FederatedIdpMfaBehavior = "rejectMfaByFederatedIdp"
}
New-MgDomainFederationConfiguration -DomainId $DomainName -BodyParameter $params
FederatedIdpMfaBehavior = "rejectMfaByFederatedIdp" is recommended so that Entra Conditional Access continues to own MFA enforcement and reporting. See “How passwordless authentication works” for the trade offs between the three accepted values.
This command activates federation immediately. Every user in $DomainName is redirected to CSE for authentication on the next sign in. Confirm that break glass accounts and Staged Rollout are in place before running it.
4.4 Verify the federation configuration.
Get-MgDomainFederationConfiguration -DomainId $DomainName
The returned object should reflect the brand name, issuer URI, and certificate that were supplied. This confirms only that the configuration object exists; complete step 4.5 to verify that authentication works end to end.
4.5 Verify the sign in end to end.
- In a fresh private (incognito) browser window on a device that is registered with CSE and passes the web policy, go to
https://www.microsoft365.comand sign in with a pilot user from the federated domain who is not in the Staged Rollout group. Confirm that Entra redirects to CSE, the device check passes, Entra completes any MFA required by Conditional Access, and the sign in succeeds. - Repeat from a device that is not registered with CSE (or that fails the web policy) and confirm that CSE blocks the sign in.
- In the Microsoft Entra admin center, review the sign-in logs for the pilot user and confirm that both attempts appear with the expected results.
Sessions persist.

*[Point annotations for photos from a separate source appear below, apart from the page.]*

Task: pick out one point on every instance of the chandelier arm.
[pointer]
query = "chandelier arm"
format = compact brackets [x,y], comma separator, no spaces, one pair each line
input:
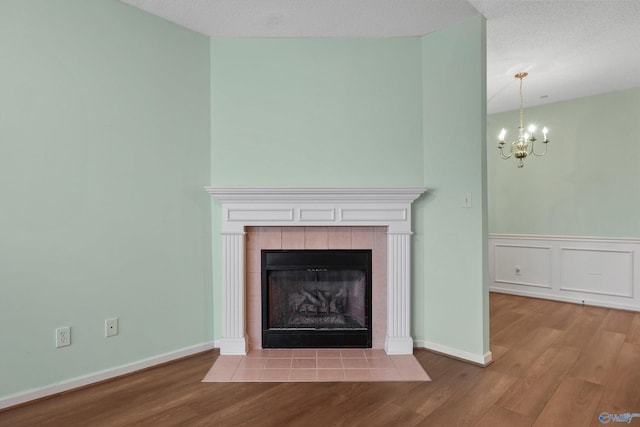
[541,154]
[504,156]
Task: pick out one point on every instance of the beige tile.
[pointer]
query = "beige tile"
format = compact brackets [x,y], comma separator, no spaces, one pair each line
[381,363]
[280,353]
[331,375]
[362,238]
[270,237]
[333,363]
[303,364]
[258,354]
[339,237]
[316,238]
[380,238]
[375,353]
[328,352]
[275,375]
[254,261]
[355,363]
[304,353]
[292,237]
[357,375]
[252,238]
[352,352]
[303,375]
[278,364]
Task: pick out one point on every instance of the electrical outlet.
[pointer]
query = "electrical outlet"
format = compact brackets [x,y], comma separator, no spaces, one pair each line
[466,200]
[63,336]
[111,327]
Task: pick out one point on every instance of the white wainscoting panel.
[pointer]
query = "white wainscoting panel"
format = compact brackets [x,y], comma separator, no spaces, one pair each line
[597,271]
[523,265]
[587,270]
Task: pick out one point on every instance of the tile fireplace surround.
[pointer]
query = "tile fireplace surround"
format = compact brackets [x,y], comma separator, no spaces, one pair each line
[252,215]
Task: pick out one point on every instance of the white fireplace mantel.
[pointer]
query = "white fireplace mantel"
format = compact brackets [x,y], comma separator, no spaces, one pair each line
[243,207]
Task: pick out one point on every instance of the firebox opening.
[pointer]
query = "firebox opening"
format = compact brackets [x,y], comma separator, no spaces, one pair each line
[316,298]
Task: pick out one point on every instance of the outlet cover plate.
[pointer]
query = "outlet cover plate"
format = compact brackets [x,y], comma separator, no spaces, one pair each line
[111,327]
[63,336]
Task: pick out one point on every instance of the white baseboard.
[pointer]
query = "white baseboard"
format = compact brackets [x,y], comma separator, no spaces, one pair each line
[478,359]
[84,380]
[590,302]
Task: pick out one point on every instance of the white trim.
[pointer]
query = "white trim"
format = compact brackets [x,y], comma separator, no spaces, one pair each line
[499,236]
[481,359]
[16,399]
[589,302]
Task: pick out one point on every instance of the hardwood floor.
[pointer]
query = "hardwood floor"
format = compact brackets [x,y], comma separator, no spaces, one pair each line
[556,364]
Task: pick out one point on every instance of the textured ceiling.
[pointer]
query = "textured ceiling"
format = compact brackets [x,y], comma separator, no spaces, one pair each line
[570,48]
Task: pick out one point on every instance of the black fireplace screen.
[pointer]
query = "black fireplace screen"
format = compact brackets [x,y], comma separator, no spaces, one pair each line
[316,298]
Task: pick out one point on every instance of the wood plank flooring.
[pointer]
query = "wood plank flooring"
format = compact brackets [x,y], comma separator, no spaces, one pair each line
[556,364]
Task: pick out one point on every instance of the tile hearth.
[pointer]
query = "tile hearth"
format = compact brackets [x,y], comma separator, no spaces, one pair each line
[316,365]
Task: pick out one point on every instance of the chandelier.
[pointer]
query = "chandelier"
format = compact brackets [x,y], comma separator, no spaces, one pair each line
[524,145]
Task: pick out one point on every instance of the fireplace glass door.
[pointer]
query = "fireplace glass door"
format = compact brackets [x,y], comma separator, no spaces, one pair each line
[316,298]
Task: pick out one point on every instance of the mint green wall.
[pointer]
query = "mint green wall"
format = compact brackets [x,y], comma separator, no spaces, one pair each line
[589,182]
[455,300]
[313,112]
[317,112]
[104,142]
[336,112]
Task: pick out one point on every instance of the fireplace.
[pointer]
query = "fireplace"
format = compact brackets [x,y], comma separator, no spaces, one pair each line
[316,298]
[315,207]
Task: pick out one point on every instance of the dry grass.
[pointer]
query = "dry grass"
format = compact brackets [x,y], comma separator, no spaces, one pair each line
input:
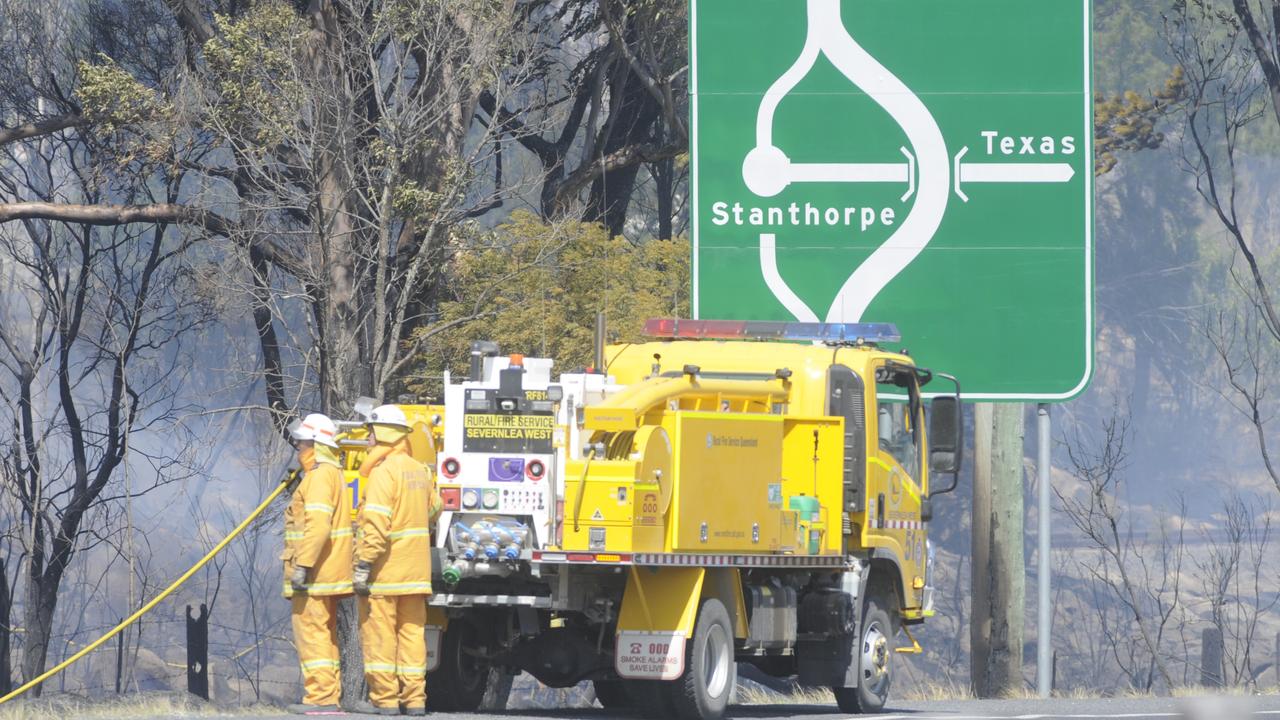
[757,695]
[149,705]
[931,691]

Federation is evaluated only at sign in. Users who are already signed in keep their existing Entra sessions and refresh tokens until they expire or are revoked, so an already signed in tester sees no redirect to CSE (a false negative), and devices that fail CSE policy are not cut off immediately after federation. Always test in a fresh private session.
4.6 Roll back if needed.
To revert the domain to managed authentication and remove the federation:
Update-MgDomain -DomainId $DomainName -AuthenticationType Managed
Remove-MgDomainFederationConfiguration -DomainId $DomainName -InternalDomainFederationId <id>
The federation configuration ID is returned by Get-MgDomainFederationConfiguration.

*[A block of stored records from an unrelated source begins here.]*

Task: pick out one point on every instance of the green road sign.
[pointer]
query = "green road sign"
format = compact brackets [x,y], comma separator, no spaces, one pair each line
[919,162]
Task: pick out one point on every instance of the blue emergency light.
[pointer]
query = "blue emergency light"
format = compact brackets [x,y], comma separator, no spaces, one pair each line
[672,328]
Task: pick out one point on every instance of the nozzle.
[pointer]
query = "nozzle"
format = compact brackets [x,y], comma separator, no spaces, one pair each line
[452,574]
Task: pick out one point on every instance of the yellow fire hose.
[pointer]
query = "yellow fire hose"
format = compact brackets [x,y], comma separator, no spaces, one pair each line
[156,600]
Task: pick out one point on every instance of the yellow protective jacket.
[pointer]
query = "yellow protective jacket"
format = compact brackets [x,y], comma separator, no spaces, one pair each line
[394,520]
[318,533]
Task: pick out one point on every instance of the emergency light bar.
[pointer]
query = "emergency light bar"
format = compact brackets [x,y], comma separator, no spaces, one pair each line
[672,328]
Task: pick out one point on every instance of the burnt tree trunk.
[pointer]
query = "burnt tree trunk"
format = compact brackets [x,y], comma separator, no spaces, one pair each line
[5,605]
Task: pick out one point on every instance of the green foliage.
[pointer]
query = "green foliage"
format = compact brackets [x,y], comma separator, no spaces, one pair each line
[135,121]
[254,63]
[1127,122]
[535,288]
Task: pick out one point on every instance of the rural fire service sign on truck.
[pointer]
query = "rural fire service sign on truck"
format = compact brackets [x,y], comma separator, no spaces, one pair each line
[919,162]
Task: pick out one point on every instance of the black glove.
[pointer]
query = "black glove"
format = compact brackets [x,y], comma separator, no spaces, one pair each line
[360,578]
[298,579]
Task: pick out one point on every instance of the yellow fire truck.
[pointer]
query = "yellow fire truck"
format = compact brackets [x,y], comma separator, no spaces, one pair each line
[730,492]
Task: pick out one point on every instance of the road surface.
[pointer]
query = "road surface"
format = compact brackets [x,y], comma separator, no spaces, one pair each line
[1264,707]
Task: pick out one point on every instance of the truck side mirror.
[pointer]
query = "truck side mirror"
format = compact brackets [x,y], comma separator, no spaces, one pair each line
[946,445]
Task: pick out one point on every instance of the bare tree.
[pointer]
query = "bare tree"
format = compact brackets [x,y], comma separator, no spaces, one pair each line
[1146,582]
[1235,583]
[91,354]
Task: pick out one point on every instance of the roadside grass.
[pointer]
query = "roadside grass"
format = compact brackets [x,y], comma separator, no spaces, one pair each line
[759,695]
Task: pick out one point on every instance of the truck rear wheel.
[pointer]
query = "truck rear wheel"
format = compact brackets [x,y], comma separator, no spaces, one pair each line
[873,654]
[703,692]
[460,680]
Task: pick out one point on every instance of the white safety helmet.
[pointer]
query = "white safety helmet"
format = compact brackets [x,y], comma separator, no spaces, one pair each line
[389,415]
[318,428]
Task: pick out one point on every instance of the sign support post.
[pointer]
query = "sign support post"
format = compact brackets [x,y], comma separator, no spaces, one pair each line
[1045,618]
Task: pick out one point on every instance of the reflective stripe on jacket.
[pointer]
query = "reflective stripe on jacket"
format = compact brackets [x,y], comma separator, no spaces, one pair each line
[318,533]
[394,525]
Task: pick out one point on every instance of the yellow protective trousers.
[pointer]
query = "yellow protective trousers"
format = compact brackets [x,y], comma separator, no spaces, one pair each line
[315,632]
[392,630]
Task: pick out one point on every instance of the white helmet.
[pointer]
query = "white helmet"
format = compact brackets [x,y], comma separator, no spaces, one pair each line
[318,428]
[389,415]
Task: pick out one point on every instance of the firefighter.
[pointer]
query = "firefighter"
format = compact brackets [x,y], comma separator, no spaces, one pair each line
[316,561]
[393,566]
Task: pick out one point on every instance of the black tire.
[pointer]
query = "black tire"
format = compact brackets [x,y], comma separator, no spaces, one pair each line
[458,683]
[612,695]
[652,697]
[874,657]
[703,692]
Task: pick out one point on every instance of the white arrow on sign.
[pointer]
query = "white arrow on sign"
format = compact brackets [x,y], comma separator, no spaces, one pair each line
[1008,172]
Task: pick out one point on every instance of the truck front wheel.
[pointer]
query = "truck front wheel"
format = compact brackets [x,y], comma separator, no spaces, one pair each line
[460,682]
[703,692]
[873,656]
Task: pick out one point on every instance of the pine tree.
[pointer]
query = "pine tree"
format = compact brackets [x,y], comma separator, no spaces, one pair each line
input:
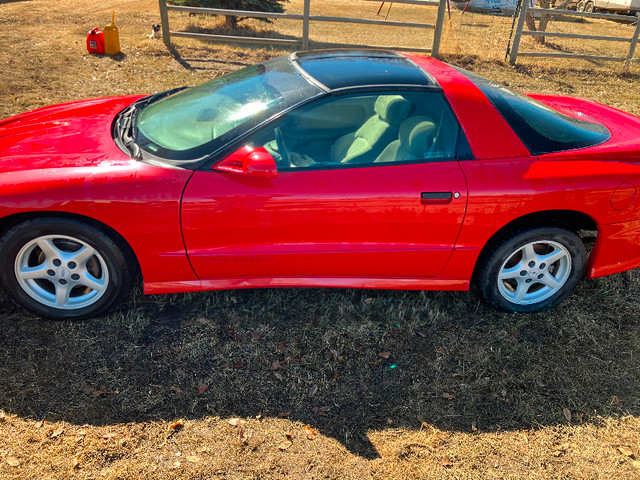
[231,21]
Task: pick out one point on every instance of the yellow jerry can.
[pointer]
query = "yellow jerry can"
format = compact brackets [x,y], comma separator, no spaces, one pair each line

Rollback is not instantaneous. Converting a domain back to managed can take up to two hours to complete, and users must have usable cloud credentials for managed sign in to work afterward. Enable password hash synchronization before federating, or plan to assign new passwords to affected users as part of the rollback.

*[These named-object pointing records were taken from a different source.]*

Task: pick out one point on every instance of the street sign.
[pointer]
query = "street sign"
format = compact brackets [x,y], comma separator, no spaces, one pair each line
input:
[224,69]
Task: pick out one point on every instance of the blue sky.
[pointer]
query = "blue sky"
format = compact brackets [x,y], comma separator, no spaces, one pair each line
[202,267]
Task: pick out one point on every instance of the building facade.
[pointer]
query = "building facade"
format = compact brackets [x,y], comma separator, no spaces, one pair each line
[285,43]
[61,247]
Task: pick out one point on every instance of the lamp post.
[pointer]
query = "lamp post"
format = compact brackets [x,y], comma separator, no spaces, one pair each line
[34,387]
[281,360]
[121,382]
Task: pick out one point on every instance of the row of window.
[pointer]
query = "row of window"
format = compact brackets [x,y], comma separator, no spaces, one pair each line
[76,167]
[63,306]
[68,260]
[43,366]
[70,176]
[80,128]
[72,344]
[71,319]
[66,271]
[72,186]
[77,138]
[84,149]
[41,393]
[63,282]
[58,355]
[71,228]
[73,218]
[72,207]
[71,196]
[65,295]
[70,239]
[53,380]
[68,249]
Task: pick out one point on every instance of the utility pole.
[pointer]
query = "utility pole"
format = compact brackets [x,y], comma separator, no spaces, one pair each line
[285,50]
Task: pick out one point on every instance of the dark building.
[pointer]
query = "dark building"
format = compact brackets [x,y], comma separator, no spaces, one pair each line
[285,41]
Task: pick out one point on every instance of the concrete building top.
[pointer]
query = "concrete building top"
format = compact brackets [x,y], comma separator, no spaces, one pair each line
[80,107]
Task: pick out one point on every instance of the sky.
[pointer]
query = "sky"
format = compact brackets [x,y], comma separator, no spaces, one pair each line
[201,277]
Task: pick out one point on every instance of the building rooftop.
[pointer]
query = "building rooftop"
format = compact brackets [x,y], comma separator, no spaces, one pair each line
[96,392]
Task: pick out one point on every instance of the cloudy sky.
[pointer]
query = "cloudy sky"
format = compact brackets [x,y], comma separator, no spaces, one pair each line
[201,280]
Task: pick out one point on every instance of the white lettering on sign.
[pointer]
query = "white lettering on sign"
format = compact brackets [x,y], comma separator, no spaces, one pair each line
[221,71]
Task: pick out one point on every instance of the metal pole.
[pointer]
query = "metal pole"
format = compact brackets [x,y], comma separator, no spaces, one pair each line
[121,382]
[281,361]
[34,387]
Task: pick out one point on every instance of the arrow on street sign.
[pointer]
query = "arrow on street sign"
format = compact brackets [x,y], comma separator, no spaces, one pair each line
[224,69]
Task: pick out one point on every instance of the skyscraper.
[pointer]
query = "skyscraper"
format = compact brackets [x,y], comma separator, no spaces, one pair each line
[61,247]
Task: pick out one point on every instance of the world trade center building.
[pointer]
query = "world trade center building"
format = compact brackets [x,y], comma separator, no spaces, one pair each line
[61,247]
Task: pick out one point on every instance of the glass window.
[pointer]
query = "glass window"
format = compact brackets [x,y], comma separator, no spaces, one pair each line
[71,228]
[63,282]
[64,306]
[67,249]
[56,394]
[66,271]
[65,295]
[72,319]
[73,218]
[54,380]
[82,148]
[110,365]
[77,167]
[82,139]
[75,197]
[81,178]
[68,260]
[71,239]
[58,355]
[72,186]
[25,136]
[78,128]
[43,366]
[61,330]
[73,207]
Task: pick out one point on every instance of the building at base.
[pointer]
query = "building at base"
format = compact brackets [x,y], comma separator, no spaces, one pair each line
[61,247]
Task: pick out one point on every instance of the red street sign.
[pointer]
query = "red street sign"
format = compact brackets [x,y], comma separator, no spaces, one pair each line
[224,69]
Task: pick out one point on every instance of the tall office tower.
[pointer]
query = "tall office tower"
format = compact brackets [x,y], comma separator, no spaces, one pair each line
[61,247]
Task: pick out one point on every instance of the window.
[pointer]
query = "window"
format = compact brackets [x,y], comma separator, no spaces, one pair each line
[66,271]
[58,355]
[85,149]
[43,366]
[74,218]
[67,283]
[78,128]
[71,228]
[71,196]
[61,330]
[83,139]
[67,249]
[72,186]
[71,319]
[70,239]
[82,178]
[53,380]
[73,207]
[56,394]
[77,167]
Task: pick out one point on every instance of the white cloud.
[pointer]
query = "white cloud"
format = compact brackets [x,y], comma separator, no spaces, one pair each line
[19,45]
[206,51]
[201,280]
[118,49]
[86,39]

Required Microsoft Graph permissions
The admin who runs the cmdlets must consent to one of the following delegated Graph scopes:
Domain-InternalFederation.ReadWrite.All(least privileged; limited to domain federation configuration)Domain.ReadWrite.All
Either scope alone is sufficient for the federation configuration changes in this guide. If Connect-MgGraph returns insufficient privileges, request administrator consent for the scope from the Entra admin center, or run Connect-MgGraph while signed in as a Global Administrator who can grant consent during the prompt.
References
- Microsoft Learn, New-MgDomainFederationConfiguration.
- Microsoft Learn, Update-MgDomainFederationConfiguration.
- Microsoft Learn, internalDomainFederation resource type.
- Microsoft Learn, Manage emergency access admin accounts.
- Microsoft Learn, Microsoft Entra Connect: Cloud authentication via Staged Rollout.
- Microsoft Learn, Migrate from federation to cloud authentication in Microsoft Entra ID.
- Microsoft Learn, Use a SAML 2.0 identity provider for single sign on.
- Microsoft Learn, Federation with SAML/WS-Fed identity providers.